## Evaluation
One of the tasks of the assignment is to evaluate the model. And while Mean Average Error is a robust metric for regression tasks, other metrics can reveal more info about the performance of the model. In this notebook I will look at multiple performance metrics of the model and find the most important. Metrics would be measured on the whole dataset, since difference in loss between test and train during training was not really high, and that approach is not likely to spoil the result.

In [14]:
# load the data
import pandas as pd
from torch.utils.data import TensorDataset, DataLoader
import torch

torch.manual_seed(1337)

data = pd.read_csv('classical.csv', index_col=0)
data.head()

def norm_year(year):
    return year - 1900
    
data['23'] = data['23'].apply(norm_year)
data['23']
X = data.drop(columns=['43'])
y = data['43']

Xt = torch.tensor(X.values, dtype=torch.float)
yt = torch.tensor(y, dtype=torch.float)

dataset = TensorDataset(Xt, yt)

batch_size = 512
dataloader = DataLoader(dataset, batch_size=batch_size, shuffle=True)

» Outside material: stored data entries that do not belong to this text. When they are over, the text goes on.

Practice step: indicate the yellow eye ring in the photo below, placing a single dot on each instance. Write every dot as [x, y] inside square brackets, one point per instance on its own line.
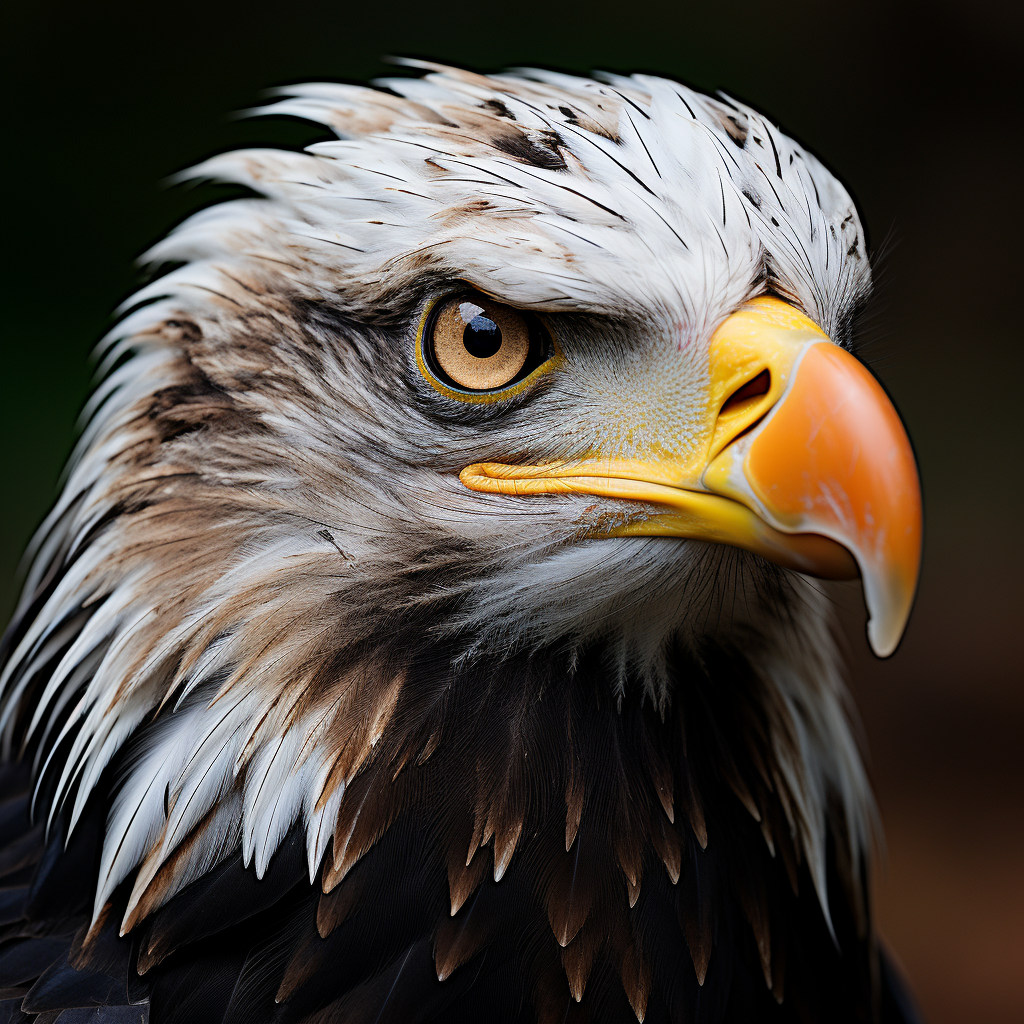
[474, 349]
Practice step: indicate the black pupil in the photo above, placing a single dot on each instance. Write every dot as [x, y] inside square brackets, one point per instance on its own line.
[482, 337]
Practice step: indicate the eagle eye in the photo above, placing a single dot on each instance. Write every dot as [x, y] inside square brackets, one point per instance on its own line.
[474, 346]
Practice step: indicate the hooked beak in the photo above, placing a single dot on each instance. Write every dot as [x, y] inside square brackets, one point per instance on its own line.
[806, 463]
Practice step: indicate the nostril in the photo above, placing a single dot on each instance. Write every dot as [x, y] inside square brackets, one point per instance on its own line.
[752, 389]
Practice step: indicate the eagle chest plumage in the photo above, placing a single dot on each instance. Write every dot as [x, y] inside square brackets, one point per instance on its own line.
[424, 630]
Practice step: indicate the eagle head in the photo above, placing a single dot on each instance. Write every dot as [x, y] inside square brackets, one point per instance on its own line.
[440, 540]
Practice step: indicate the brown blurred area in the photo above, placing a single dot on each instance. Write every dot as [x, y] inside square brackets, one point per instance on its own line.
[913, 108]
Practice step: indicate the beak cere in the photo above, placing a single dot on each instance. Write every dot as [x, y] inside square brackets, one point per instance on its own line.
[807, 464]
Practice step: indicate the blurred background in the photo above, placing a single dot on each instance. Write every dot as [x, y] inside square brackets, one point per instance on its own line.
[912, 109]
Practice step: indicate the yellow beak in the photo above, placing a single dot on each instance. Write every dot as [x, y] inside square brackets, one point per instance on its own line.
[806, 463]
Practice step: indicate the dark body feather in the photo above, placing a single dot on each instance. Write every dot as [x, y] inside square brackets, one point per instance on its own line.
[657, 811]
[565, 777]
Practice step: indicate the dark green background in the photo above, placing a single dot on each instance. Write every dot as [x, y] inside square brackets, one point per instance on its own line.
[914, 110]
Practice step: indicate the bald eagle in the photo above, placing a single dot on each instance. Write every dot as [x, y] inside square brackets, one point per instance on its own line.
[426, 630]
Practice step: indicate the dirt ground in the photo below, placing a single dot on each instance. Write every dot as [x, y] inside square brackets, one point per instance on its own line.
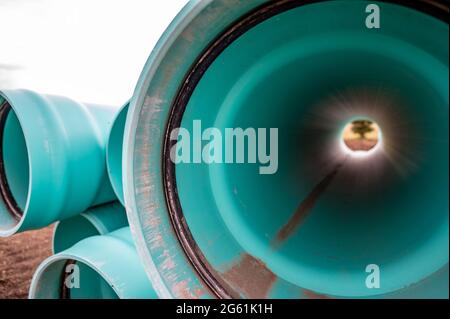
[19, 257]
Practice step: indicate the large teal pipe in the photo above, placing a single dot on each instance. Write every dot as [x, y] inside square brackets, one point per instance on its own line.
[114, 149]
[319, 226]
[99, 220]
[98, 267]
[52, 161]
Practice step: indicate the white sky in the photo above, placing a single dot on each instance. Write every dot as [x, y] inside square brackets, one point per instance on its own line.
[90, 50]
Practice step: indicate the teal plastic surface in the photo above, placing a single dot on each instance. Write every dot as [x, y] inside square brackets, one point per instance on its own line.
[99, 220]
[108, 268]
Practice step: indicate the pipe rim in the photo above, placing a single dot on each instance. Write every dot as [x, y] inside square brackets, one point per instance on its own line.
[133, 209]
[12, 208]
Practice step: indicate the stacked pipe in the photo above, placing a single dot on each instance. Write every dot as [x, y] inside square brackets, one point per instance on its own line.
[61, 162]
[316, 226]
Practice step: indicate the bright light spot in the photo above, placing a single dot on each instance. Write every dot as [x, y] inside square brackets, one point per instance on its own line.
[361, 137]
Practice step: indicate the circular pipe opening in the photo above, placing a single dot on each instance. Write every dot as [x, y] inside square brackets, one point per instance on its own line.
[323, 217]
[361, 137]
[114, 152]
[227, 218]
[14, 168]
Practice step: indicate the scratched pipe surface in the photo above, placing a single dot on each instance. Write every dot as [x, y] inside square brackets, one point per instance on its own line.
[99, 220]
[52, 159]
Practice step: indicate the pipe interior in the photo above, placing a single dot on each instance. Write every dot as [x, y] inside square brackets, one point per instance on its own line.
[70, 231]
[312, 78]
[114, 153]
[55, 277]
[16, 169]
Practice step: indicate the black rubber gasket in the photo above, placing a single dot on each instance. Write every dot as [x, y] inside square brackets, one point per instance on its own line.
[436, 8]
[5, 192]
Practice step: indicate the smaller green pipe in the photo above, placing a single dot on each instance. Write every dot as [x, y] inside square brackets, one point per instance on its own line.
[99, 220]
[114, 148]
[52, 159]
[98, 267]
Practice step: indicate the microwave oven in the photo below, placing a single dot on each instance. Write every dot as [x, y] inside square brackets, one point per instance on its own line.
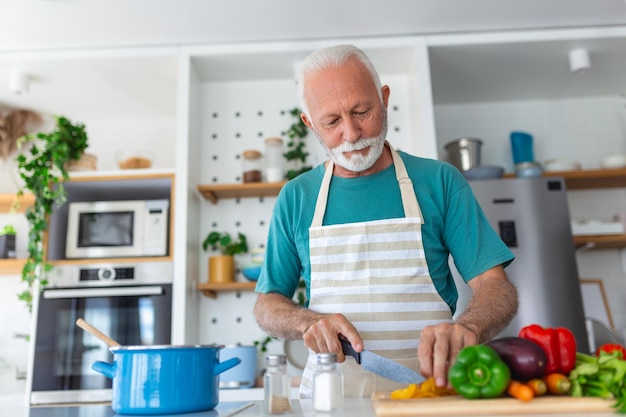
[104, 229]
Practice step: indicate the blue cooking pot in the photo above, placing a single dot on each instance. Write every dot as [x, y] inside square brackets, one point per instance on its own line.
[164, 379]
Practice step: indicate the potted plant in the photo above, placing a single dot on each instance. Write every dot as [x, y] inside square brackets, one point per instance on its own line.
[296, 154]
[42, 168]
[7, 241]
[222, 267]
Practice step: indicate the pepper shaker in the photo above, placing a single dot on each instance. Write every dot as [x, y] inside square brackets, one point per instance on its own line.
[327, 383]
[277, 385]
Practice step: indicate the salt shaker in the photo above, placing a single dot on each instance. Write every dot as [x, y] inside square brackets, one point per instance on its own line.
[327, 383]
[277, 385]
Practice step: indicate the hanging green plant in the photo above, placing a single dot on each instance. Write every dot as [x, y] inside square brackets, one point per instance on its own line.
[43, 169]
[296, 154]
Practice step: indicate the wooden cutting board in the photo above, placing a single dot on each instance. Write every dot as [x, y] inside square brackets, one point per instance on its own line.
[458, 406]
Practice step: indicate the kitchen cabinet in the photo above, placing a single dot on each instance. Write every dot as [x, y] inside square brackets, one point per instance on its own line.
[215, 192]
[211, 290]
[488, 85]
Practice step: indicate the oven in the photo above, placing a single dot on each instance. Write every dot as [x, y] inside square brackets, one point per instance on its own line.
[130, 303]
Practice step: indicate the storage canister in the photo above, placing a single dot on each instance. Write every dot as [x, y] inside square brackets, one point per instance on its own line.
[464, 153]
[252, 166]
[274, 160]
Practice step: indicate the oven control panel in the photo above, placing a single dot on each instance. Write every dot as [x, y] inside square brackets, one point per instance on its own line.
[93, 275]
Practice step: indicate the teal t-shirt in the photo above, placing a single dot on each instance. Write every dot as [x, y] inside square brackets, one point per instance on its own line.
[454, 223]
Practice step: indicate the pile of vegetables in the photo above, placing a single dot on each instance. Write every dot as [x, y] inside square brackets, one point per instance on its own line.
[539, 361]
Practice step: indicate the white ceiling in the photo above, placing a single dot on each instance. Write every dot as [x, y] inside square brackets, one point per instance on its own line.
[44, 24]
[91, 27]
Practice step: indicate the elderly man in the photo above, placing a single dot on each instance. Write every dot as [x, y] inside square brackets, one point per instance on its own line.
[370, 232]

Let's also take a look on dataset metrics, so we can assess the scores we get.

In [15]:
y.describe()

count    99991.000000
mean         3.529868
std          1.125679
min          1.000000
25%          3.000000
50%          4.000000
75%          4.000000
max          5.000000
Name: 43, dtype: float64

In [16]:
# set up the model
from torch import nn

class RatingModel(nn.Module):

    def __init__(self, input_dim):
        super(RatingModel, self).__init__()

        self.model = nn.Sequential(
            nn.Linear(input_dim, 64),
            nn.ReLU(),
            nn.Linear(64, 32),
            nn.ReLU(),
            nn.Linear(32, 16),
            nn.ReLU(),
            nn.Linear(16, 1),
            nn.ReLU(),
        )

    def forward(self, x):
        return self.model(x)


In [35]:
#set up prediction fucntion
from tqdm.notebook import tqdm

def predict(model, dataloader, device="cpu"):
    
        with torch.no_grad():
            results = None
            targets = None
            model.eval()  # evaluation mode
            loop = tqdm(enumerate(dataloader, 0), total=len(dataloader))
            for i, data in loop:
                inputs, labels = data
                inputs, labels = inputs.to(device), labels.to(device)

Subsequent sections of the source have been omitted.